What made you think you wanted training? What was your initial response to THORS eLearning?
In this case I benefited from my boss Tom Kelly who really pulled the trigger on this (THORS eLearning courses) to get the Mitsubishi group interested. Frankly, I left it for a little while because I wanted to learn about the Mitsubishi product first. I jumped in after the original contract had expired. You graciously extended the time limit though. The interesting thing about the gear courses you take at AGMA is it will teach you about gears but very rapidly. The one thing that stands out about THORS (gear) courses is that when you take your time and read it and make notes, the difference between single flank and double flank role checkers? Hell now I know what that is! There are gaps in traditional coverage. The terminology is good to review. You’ve got the graphics and the videos tie it all together.
Did you fit THORS learning into your work schedule or did you complete it on personal time?
At home, lunch breaks, sometimes during working hours (when there is down time), airports, hotel rooms, on the road, yes to all of those. I spent 8-9 hours a week approximately, possibly more. It always lets me pick up where I left off across any device, that’s really neat.
Do you find yourself approaching tasks differently after taking the courses, and if yes, how?
Yes, I do. Knowing whether we have a forging or a casting or how the part came to be or where it’s applied, I have a little bit more knowledge now and know how to apply it. One thing about the gear business is there doesn’t seem to be one person who knows everything. The gear community is made up of little pockets of knowledge who don’t necessarily share with one another.
Has your work efficiency improved since taking the courses?
I would say my efficiency went up by 5% right away.
If yes, can you estimate how much time you're saving?
I am saving 5% of my time because of the increased efficiency.
Would you recommend THORS to others? On a scale of 1 to 10, how much would you rate THORS eLearning?
Hands down, no question, yes! In fact, when I was doing an install recently down in Tulsa, Oklahoma
I noticed that they piled up a lot of young, inexperienced guys with our technicians during the install of those machines to train them on how they work; how to set them up. There seemed to be a gap between the company expectations and the sophistication of the workforce with regard to gears. So, some of their associates would be ideal candidates for you, no question. In terms of rating, I’d definitely give it a 10!
How do you see THORS helping the following?

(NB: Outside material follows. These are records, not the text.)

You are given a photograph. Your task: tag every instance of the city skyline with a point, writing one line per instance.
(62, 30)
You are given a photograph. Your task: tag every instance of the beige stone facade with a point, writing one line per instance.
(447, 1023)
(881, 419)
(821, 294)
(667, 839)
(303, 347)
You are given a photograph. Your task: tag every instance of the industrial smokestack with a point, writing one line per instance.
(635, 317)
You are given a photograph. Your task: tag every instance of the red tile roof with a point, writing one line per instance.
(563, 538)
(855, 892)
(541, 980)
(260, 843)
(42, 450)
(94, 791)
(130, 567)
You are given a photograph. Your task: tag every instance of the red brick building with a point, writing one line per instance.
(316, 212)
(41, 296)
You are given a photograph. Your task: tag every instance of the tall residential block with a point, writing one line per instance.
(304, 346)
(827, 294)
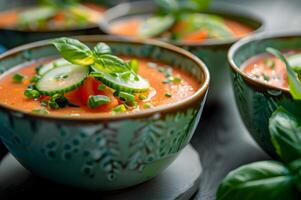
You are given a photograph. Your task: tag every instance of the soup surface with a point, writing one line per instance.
(271, 70)
(48, 18)
(168, 85)
(190, 28)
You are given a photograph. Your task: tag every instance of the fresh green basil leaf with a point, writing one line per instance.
(133, 65)
(294, 83)
(156, 25)
(111, 64)
(285, 130)
(74, 51)
(102, 48)
(265, 180)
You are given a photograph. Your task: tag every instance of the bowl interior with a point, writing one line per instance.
(146, 8)
(158, 51)
(255, 45)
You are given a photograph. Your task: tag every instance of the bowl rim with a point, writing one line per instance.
(219, 10)
(91, 26)
(258, 37)
(200, 93)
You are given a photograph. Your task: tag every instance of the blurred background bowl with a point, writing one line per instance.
(212, 52)
(256, 100)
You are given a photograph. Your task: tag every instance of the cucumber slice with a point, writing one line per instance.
(49, 66)
(62, 79)
(117, 82)
(156, 25)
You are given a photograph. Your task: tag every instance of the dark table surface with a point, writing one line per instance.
(221, 138)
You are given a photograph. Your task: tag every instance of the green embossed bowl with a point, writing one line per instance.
(104, 153)
(212, 52)
(12, 37)
(255, 100)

Gear industry professionals:
I think it would help because they would have their fingers on an information resource. Continuous education is a very important way to refresh your memory and get grounded. You become routine, you think you know it but when you find yourself challenged by a continuing education course, you start remembering the things you had forgotten. Something like a THORS course can help increase knowledge and thereby impact your productivity.
In the sales profession, you have to know a little bit about a lot of different things. If you have ever felt embarrassed or not quite prepared or weak in a particular area, this is your opportunity to brush up. It improves your confidence as a sales person. It gives the customer a little comfort that you are looking out for their best interests because you understand what they are trying to do.